The goal of the atonement is to begin a restorative dialogue that creates openness and transparency where the hurt partner can express their deep hurt and pain with their partner listening, empathising with the emotions and expressing their remorse for their actions. The transgressor of the injury also needs to understand that atonement not only includes verbal apologies, but it also requires behaviour change, ongoing transparency and verification. For healing, repair and forgiveness to occur the transgressor of the injury needs to truly understand and empathise with the partners experience, pain, betrayal and hurt. They need to express a genuine and deep apology in which they take full responsibility for their actions and the subsequent consequences of these on their partner, including articulating a coherent narrative about how they turned away from them and acted outside of, or contrary to, the best interests of the partner and the relationship. The nature of the injury and the depth of hurt will determine the length of atonement. Deep hurt and betrayal requires ongoing restorative dialogue, atonement, transparency and often verification until healing and forgiveness occur.

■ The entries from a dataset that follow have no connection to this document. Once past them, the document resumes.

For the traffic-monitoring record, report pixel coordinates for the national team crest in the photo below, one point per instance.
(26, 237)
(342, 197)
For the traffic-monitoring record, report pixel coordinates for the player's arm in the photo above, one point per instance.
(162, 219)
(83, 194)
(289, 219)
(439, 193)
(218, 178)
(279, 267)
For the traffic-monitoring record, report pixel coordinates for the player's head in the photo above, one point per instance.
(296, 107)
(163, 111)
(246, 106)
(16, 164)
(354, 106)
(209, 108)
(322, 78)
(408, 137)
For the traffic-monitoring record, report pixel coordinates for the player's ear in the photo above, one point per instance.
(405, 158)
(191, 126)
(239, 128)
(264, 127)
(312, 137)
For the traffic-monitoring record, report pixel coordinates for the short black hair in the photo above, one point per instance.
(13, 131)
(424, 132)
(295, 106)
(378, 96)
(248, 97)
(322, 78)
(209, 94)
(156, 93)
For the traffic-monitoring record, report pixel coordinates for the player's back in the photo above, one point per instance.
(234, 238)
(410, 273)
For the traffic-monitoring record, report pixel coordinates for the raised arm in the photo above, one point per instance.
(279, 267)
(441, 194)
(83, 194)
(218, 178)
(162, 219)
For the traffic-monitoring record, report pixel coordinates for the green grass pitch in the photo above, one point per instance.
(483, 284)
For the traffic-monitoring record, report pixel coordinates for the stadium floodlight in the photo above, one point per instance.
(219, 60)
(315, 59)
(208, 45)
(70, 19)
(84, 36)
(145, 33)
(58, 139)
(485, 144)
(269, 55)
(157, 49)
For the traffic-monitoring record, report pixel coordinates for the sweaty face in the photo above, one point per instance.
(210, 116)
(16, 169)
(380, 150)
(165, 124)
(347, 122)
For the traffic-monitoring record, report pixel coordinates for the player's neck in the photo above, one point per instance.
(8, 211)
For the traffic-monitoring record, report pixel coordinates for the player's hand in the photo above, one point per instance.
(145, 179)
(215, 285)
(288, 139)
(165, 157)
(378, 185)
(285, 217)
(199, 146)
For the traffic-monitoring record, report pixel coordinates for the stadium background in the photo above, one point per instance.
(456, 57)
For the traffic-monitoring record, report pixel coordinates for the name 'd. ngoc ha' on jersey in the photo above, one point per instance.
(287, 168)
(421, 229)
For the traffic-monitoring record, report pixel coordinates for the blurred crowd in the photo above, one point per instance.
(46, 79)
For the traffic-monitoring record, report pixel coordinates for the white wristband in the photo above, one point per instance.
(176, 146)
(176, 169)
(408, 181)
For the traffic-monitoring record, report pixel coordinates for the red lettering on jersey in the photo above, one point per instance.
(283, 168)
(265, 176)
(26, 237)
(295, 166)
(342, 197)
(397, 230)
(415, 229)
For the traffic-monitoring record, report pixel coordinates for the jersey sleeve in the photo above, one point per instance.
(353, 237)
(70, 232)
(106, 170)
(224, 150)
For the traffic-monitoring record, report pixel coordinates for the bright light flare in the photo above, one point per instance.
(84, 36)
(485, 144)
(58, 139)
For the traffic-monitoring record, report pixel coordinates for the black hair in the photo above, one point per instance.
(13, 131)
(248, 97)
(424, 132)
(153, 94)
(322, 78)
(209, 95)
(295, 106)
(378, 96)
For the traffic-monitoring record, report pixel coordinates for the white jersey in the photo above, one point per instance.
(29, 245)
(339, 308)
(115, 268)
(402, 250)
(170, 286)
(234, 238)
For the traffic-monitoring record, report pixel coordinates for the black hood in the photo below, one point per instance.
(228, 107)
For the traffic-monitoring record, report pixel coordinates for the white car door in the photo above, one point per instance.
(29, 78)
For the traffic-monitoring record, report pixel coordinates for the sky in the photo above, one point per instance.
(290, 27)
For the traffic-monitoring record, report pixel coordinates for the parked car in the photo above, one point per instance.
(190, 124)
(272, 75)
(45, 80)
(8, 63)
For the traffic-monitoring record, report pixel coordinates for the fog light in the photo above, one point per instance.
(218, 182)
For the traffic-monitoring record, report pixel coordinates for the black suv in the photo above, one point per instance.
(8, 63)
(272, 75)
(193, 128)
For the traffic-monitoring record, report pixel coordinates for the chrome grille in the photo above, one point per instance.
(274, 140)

Bilateral Injuries and Interventions
Conflict, missteps and injuries are inevitable. Estimating the proportion of time when couples are fully available to listen, hear and respond to each others perspective, needs and wants in a non-judgemental or critical way is approximately 50% of the time they are together. The probability of the couple being in sync is the same as two coins be tossed and both landing on heads which has a 25% probability meaning that 75% of the time the relationship is ripe for misunderstanding, miscommunication, and injury.
Gottman therapy offers a range of intervention to repair bilateral injuries depending on the type of repair required.
In John Gottman’s research, the consistent failure of repair attempts is a sign of an unhappy future. A relationship can survive negativity, four horseman, flooding and gridlock perpetual issues provided each partner learns to repair effectively. Without that, relationships get stuck in a finite game where one partner wins and the other loses but ultimately the relationship loses. The Relationship Repair Continuum is a simple tool to assist therapists to accurately categorise the type of relationship injury and with this information better determine the most effective intervention to promote stable and long term repair and healing.